Monday, February 19, 2018

New York's Slave Past Unearthed

Database of documents details state's era of bondage

The story of slavery is embedded in the story of Albany. But it isn't always told — not the way stories of the Dutch traders in Fort Orange are told, of the old patroons and their sprawling families who settled and thrived in the bustling northern tangle of New Netherland.

Yet it's there. They enslaved people. The commerce of New Netherland benefited from the forced migration of millions in the global slave trade. Dutch merchants, paradoxically known for their religious tolerance, profited from their sale. So did New York banks. "New York state was, in fact a slave state," said L. Lloyd Stewart, author of a 2005 book on the subject.

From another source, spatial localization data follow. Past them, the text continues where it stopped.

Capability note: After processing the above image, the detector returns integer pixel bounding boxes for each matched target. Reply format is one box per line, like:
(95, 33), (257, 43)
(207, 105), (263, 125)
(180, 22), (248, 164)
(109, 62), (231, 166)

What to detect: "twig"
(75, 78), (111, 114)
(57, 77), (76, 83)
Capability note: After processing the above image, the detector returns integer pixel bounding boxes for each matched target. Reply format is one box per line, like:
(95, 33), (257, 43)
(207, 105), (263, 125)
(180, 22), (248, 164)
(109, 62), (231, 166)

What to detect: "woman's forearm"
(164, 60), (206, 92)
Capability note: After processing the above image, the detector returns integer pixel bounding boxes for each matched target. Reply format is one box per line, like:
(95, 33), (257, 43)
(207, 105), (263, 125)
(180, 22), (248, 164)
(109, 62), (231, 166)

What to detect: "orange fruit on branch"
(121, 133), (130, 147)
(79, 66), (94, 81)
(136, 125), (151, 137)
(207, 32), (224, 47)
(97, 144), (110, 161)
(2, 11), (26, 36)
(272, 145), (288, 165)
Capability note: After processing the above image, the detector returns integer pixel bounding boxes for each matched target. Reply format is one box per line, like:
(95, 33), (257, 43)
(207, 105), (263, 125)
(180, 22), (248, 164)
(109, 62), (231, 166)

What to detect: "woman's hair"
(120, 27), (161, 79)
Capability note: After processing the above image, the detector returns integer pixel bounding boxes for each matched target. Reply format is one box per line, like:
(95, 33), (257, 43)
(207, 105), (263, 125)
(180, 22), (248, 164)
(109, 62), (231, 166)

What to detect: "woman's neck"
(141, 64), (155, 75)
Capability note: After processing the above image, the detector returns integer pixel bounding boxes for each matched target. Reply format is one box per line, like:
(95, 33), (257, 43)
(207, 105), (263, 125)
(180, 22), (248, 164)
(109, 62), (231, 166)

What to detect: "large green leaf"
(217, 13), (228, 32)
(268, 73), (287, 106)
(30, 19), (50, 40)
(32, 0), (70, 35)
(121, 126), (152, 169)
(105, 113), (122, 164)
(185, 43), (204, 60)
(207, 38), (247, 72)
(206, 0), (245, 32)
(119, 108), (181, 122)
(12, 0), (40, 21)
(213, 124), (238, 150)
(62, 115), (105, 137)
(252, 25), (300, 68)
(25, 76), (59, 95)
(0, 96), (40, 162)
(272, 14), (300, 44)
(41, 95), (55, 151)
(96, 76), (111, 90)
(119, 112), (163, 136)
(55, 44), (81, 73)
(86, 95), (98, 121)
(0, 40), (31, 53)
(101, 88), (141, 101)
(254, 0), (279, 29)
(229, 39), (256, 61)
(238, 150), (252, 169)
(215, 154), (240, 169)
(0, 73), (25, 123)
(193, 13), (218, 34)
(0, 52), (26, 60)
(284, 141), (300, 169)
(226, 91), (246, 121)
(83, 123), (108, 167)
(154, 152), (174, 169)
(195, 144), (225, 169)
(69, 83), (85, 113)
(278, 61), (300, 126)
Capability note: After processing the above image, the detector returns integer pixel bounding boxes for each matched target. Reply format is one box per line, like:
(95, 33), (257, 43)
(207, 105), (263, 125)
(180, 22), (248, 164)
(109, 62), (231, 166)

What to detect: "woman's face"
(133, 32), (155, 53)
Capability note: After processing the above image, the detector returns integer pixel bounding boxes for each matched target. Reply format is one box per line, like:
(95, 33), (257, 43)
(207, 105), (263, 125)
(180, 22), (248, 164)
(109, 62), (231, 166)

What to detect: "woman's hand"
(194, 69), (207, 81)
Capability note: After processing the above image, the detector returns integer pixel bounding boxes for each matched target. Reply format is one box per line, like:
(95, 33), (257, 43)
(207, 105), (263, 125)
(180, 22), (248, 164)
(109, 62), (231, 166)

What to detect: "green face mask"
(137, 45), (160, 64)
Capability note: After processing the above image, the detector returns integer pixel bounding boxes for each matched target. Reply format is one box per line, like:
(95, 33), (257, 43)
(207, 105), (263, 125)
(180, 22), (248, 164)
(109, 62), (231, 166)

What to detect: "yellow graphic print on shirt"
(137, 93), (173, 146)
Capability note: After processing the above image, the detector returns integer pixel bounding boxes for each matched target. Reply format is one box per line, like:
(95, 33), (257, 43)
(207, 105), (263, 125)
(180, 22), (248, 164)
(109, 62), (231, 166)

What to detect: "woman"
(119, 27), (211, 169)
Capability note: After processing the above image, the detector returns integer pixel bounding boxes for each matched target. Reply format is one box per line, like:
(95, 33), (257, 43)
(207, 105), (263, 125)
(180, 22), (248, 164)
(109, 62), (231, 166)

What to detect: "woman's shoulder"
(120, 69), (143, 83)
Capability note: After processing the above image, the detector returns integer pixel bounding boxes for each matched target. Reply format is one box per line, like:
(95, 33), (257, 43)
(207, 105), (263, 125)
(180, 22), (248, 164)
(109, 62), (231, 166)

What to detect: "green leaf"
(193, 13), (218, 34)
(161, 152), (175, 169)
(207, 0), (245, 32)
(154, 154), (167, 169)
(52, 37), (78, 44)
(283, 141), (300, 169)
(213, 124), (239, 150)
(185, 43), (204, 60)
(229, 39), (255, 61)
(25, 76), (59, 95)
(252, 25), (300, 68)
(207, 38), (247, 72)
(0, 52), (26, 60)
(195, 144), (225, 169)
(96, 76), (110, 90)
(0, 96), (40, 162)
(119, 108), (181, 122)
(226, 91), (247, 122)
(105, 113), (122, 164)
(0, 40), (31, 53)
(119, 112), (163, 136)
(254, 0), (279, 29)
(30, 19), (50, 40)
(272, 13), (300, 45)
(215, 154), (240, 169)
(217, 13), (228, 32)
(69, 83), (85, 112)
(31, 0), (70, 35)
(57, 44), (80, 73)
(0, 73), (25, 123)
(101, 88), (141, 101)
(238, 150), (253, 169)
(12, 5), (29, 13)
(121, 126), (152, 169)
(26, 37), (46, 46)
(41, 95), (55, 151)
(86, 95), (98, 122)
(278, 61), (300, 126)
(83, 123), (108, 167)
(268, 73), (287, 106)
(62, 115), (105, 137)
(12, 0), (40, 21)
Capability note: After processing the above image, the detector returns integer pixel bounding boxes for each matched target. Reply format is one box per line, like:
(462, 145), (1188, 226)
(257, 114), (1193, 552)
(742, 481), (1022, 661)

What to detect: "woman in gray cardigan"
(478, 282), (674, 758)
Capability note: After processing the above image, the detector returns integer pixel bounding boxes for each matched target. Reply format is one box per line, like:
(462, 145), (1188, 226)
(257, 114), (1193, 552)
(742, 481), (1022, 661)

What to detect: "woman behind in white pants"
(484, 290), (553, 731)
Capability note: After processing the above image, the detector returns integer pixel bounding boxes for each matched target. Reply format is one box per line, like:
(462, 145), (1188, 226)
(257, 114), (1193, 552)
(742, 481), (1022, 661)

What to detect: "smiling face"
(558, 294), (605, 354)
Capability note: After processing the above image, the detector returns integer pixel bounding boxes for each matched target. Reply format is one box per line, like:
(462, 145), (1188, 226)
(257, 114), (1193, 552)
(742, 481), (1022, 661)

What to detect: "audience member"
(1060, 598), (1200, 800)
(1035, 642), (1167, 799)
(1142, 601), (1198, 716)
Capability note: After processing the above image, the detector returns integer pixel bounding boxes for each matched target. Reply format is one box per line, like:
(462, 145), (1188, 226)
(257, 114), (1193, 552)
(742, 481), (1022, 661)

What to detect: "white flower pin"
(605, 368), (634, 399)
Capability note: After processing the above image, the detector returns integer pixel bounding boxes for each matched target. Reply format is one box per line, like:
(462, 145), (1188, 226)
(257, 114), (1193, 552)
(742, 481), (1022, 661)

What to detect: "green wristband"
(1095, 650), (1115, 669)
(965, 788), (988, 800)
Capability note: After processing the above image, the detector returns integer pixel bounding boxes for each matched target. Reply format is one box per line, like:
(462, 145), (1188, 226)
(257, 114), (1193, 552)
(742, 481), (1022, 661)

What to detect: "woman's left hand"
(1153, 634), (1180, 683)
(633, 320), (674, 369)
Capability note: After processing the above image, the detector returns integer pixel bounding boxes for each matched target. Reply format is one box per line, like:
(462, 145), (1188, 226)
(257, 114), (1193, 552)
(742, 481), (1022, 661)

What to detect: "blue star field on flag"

Slave ships landed at the port in New York City, and their cargo was then brought south. Individuals sold at New York City's slave market ended up everywhere, including Albany County — then a wide swath that encompassed much of what's now considered the broader Capital Region. According to Oscar Williams, who heads the Africana studies department at the University at Albany, as many as 5,000 enslaved people lived in Albany County around the Colonial period.

In a new, searchable, statewide database compiled by professors at John Jay College of Criminal Justice, slavery records tell bits and pieces of some of those stories — through census records, manumission documents, ads for runaways, fugitive records.